Henna dye is considered to have magical healing properties, and is quite commonly seen, especially on Iraqi women. For example, it can be used for treatment of migraine headaches, where the hair is dyed. Henna can also be painted on the hands and feet, not just for decoration but for pain relief and also for protection from evil spirits and "evil eye." Tattoos can also serve the same purpose. For example, Islamic holy words can be written on the hand, such as "Allah" on the front, and "Ali" on the back. Circular tattoos over the temples are common for treatment of migraine headaches.

Among the most conservative Iraqi Muslims, typically the elderly, Western preventive health concepts may conflict with the belief that God has determined one's lifespan from birth which cannot (and should not) be altered by human intervention.

Pregnancy and Childbirth

In pregnancy, other female household members relieve the pregnant woman from household tasks; and in general, pregnant women receive more attention and care than usual. Some Iraqis believe that sonograms to determine the sex of a developing fetus is against God's will and should not be performed. In Iraq, midwives provide minimal prenatal care and most deliveries are at home.

After delivery, the placenta may be thrown in water, in a folk belief to encourage milk production.
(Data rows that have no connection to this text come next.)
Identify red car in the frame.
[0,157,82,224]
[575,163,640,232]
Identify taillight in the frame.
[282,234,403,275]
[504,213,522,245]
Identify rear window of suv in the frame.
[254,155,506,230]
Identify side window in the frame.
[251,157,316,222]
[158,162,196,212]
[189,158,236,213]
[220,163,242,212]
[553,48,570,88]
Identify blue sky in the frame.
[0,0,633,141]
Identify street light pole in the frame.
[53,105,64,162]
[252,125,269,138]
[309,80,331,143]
Circumcision of boys usually occurs within the first few days, accompanied by a ceremony and feast. Commonly, a barber performs the circumcision; crushed onions, sumaq seed, and other acidic foods are placed over the circumcision and the umbilicus for a few days to promote healing. During the circumcision, the person who holds the child is perceived to establish a very significant bond with the child. Females get their ears pierced at one week. Breastfeeding is the norm, a least one year, for both sexes. Rice soup, potatoes, and bread are common weaning foods, as is leban, a yogurt-based drink.
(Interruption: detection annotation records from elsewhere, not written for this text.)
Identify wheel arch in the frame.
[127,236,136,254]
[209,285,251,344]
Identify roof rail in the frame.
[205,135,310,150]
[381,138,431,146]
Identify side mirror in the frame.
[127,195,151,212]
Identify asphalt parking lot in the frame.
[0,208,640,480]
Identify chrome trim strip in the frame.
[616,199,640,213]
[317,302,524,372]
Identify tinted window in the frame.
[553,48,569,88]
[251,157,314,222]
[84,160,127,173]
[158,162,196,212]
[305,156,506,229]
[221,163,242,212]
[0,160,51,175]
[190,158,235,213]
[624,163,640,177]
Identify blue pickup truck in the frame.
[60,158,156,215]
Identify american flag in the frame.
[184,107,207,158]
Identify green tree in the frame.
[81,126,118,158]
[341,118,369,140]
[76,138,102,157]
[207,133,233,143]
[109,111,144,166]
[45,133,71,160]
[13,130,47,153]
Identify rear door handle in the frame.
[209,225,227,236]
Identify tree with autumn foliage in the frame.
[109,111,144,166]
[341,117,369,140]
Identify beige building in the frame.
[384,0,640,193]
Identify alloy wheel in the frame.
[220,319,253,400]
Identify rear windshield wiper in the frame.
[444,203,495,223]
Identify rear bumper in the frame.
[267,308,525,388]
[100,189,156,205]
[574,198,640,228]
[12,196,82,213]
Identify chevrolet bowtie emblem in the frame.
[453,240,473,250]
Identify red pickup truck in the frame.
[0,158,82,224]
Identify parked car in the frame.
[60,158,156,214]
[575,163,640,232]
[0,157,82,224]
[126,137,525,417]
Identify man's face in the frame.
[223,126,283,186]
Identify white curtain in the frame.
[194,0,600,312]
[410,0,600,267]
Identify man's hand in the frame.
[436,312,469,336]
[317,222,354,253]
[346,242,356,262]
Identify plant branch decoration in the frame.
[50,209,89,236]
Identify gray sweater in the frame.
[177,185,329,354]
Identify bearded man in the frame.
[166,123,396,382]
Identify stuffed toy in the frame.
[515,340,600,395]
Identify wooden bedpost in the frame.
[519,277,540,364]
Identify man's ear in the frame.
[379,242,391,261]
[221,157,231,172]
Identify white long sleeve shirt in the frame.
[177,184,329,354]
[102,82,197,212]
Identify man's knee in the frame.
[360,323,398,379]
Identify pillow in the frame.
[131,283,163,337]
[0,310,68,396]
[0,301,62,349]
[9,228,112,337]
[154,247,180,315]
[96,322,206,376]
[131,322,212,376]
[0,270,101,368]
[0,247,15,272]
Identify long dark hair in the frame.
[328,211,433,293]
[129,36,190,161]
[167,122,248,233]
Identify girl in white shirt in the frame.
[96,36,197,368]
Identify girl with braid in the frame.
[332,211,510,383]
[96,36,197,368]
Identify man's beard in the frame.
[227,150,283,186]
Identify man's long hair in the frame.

Birth control is virtually non-existent in Iraq, as limiting births or interfering with conception in any way is thought by many to be against the laws of Islam as life is considered a gift from God. Likewise, abortion in any form is out of the question. In the West, Iraqi women are beginning to use oral contraceptives, depo-provera, IUDs, and even tubal ligation. Even among husbands support for birth control is growing. There is an acceptance, or at least a rationalization, that limiting births is a means for adaptation and economic sufficiency in the West.

Dying and Death

Expression of pain is usually a private matter, except during labor and delivery (Geissler, 1998). On hospitalization in the West, the family will stay with the patient and often will bring food, not trusting the hospital diet to be halal. The eldest male present will act as family spokesman and should be included in discussions whenever possible. There are differences of opinion among Muslim clerics about whether organ donations or autopsies are acceptable (Al-Mousawi, Hamed, & Al-Matouk, 1997; Geissler, 1998). Life-support measures would be acceptable to most Iraqis.
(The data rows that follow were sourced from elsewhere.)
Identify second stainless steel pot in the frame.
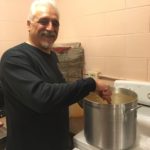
[83,88,137,150]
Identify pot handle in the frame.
[125,105,142,114]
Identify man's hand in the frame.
[95,79,112,104]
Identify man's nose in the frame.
[46,21,54,30]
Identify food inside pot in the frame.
[86,89,136,104]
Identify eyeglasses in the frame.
[37,18,59,28]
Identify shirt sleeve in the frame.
[1,51,96,113]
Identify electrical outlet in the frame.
[84,71,99,79]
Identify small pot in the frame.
[83,88,139,150]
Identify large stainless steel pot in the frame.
[83,88,138,150]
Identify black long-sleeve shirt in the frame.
[0,43,95,150]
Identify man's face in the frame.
[28,7,59,51]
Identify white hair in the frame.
[28,0,59,20]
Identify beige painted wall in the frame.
[56,0,150,81]
[0,0,32,56]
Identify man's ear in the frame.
[27,20,31,31]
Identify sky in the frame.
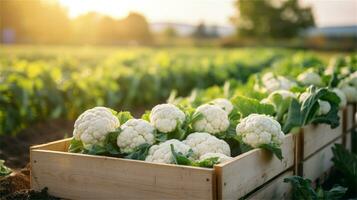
[59,0,357,27]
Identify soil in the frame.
[0,120,73,169]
At death, the body is taken to the mosque, where family, friends, and the Imam (clergy) take turns reading from the Qur'an. White sheets are wrapped around the body, after ritualistic washing, and burial takes place as soon as possible, usually the same day. Traditionally the body is wrapped in cloth (not put in a casket) and carried to the cemetery on a litter during a funeral procession. The ritualized recitation from the Qur'an (sometimes a tape recording may be substituted) continues until the following Friday evening prayers, asking God to forgive the deceased for past sins. Black clothes are worn during mourning. A widowed wife may remarry six months after the husband's death, sometimes to the husband's brother. An exception is made in cases where a husband is missing in war, in which case she may remarry only after seven years. Cremation is not permitted by Islam (Geissler, 1998).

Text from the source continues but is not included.